She might just suck (as a partner).
Hey, there’s not always an explanation for why a woman could be perpetually single. There’s a chance that she’s just not a good partner, and she carries a reputation for it. In these cases, your hesitation to pursue may be completely warranted.
That doesn’t necessarily mean that it’s fair, though.
If this information seems conflicting, it’s important that you realize that a large part of the human growth process involves learning from our past mistakes and making changes in our life – and sometimes, bad past relationships make for better future relationships. This isn’t guaranteed, but it’s always an option.

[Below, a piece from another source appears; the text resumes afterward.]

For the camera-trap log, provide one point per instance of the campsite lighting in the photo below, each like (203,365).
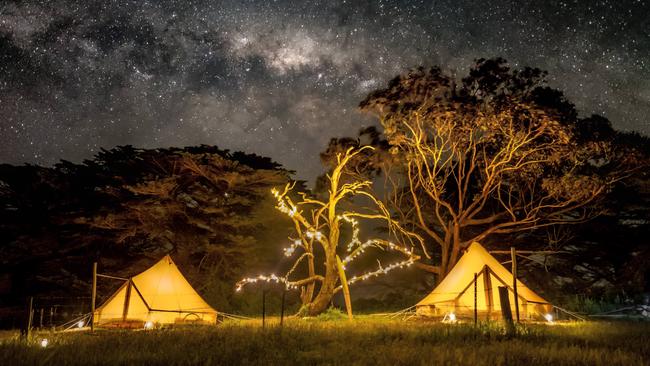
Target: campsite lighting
(549,318)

If you specifically seek out a woman with a bad reputation “for the challenge”, you may be setting yourself up for failure – but in other situations, it’s entirely possible that the woman you’re chasing after has made fundamental changes in her life since her last partner, and the experiences of what doesn’t work in a relationship may have educated her on the finer points of romantic interaction. Again, it’s not guaranteed, but it’s not a miniscule possibility, either.
It could be something else entirely.
There’s no cut-and-dry list of reasons why some women aren’t successful in their relationships. Sometimes it’s them, sometimes it’s someone else – but it’s important to remember that it’s not always her fault.
If you’re thinking of asking a woman out, and the only reason why you’re not doing it is because she’s been single for a while – is it really that important to you? Give her a chance; you could be exactly the person she needed in her life to overcome her Forever Alone status.
Take care, and be good to each other!